Lately I’ve been on the path of producing nut-free snacks for our spunky little girl.
To be clear, she has no nut allergies and enjoys nutty snacks regularly (hence they appear in many of my recipes). However she recently started attending kindergarten and as like most kindys, her’s is a nut-free zone for the safety of all children present. Suddenly most of my go-to items were ruled out of featuring in her snack box so we went back to the recipe drawing board.

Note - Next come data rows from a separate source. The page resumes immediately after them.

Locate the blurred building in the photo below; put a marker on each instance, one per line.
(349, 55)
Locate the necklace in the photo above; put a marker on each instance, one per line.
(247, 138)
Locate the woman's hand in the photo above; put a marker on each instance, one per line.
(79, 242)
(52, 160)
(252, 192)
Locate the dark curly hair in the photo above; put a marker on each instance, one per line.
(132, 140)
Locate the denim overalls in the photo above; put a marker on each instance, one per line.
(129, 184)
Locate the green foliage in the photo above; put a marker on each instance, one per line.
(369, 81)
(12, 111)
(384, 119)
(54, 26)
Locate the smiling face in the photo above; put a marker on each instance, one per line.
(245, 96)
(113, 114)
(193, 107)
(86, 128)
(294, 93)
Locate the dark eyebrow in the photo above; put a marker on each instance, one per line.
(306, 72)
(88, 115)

I mentioned on my previous donut recipe how much our small Miss loves pitching in with baking, particularly donuts, so it seemed natural to start there – after all, who wouldn’t love a donut in your kindy box?!

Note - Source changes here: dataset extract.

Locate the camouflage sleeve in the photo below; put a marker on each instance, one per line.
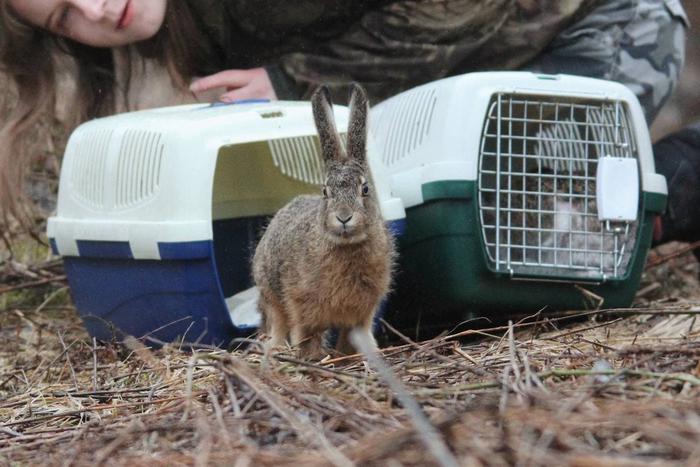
(639, 43)
(408, 42)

Sidenote: If you’re not requiring your donut snack to be nut-free, try adding a handful of chopped walnuts to the mix, they go perfectly with the flavours here 🙂
Banana Cinnamon Donuts (makes approx 10 in my donut maker)

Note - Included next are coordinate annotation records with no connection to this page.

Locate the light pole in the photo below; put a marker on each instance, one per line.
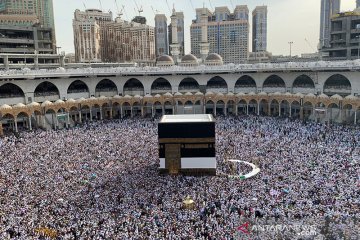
(256, 45)
(290, 43)
(358, 37)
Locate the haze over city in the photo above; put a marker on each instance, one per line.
(288, 20)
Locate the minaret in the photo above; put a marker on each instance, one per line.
(204, 45)
(175, 47)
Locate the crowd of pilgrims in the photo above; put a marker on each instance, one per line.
(101, 181)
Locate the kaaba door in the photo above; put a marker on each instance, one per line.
(172, 158)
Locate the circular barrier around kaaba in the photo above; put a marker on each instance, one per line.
(255, 170)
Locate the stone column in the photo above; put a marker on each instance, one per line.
(290, 110)
(68, 119)
(355, 117)
(30, 127)
(1, 130)
(80, 117)
(15, 124)
(6, 62)
(236, 109)
(90, 113)
(279, 110)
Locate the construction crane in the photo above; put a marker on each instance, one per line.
(310, 45)
(100, 5)
(140, 10)
(192, 5)
(154, 11)
(168, 6)
(119, 12)
(211, 5)
(232, 5)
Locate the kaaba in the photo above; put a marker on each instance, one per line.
(187, 144)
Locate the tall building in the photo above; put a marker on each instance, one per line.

2 large bananas, roughly broken
2 tbsp pure maple syrup or honey – optional (you may wish to use less depending on the ripeness of your bananas)
2 tbsp full-fat coconut milk (or cows milk if you tolerate dairy)
1 tsp vanilla extract
4 tbsp coconut flour
1 1/2 tsp cinnamon
1/2 tsp baking soda
1/4 cup chopped dark chocolate (70% cocoa solids or higher)
1/4 cup dried fruit, such as raisins or chopped apricots/dates
1/4 cup diced fresh banana
Preheat your donut maker. Alternatively, preheat your oven to 180’C and grease some mini muffin or donut moulded trays with coconut oil.
Place the bananas, syrup (or honey), eggs, coconut milk, and vanilla in a large bowl. Blitz with a stick blender to smooth. (if you don’t have a stick blender, use a stand blender or food processor).
Sift in the coconut flour, cinnamon, and baking soda. Stir together by hand until well mixed. If you’re using the optional extras, chuck them in now and give a quick stir through.
To cook, either pipe or spoon into the donut moulds and cook as per your manufacturers instructions (until golden brown in colour). Repeat until you have used all the mixture.
If using the oven, spoon the mixture into your prepared trays and bake for 10-15 mins, until turning golden brown in colour.
Remove to cool on a wire rack.
Once cool, store in an airtight container. Will keep well for 3 days (or you can freeze them).